In order to drive this shift in perception, Donohue contends that we need to develop a new entrepreneurism — and that it all boils down to talent.

But is talent also in crisis in digital marketing? While there is certainly no shortage of innovative minds and creative problem solvers, the industry needs to start fostering business cultures that let entrepreneurial minds take the lead in the industry’s forward momentum.

“Our industry has operated in a walled garden for too long. We hire people from the same old pools of advertising programs. Job descriptions haven’t changed much in 10 years. But walled gardens don’t last forever. Smart people chafe at being restricted,” says Donohue. “What we do isn’t a mystery. We need to invite others in to see how it works and create new ideas.”

How we need to change

Donohue points to three key areas where change should start: structure, culture, and recognition.

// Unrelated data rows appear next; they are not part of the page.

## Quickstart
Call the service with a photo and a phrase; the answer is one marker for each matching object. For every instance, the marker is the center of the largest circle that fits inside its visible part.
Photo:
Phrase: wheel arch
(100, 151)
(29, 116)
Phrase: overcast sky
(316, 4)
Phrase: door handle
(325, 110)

We need to break down the old world hierarchy to make room for talent to thrive. We need to move from organizational cultures that focus on job descriptions and segmented responsibilities to positions that allow for shared experiences and responsibilities. And we need to shift from recognizing the accomplishments of our team members through financial compensation to a system that provides a variety of meaningful rewards.

“Company leaders are not determined by title or length of service, but rather by how they respect and support each other within the organization,” Donohue says. “It doesn’t all have to be about the money. The next generation of leaders will be about learning and experience.”

Donohue closed by reminding Summit attendees that no matter what the specific reason was that drew them to this industry, there is a commonality: the need to be challenged intellectually and creatively. And this vital quest to realize the possibilities of imagination is the lens through which we must view tomorrow’s digital marketing industry.

“At the heart of this, we are all problem solvers. We want to find creative solutions to the business challenges we face. Now, we need to take those same skills and apply them to our industry itself,” Donohue says. “In leadership, you have to model the behaviors that you seek.”

Jodi Harris is senior editor at iMedia Connection.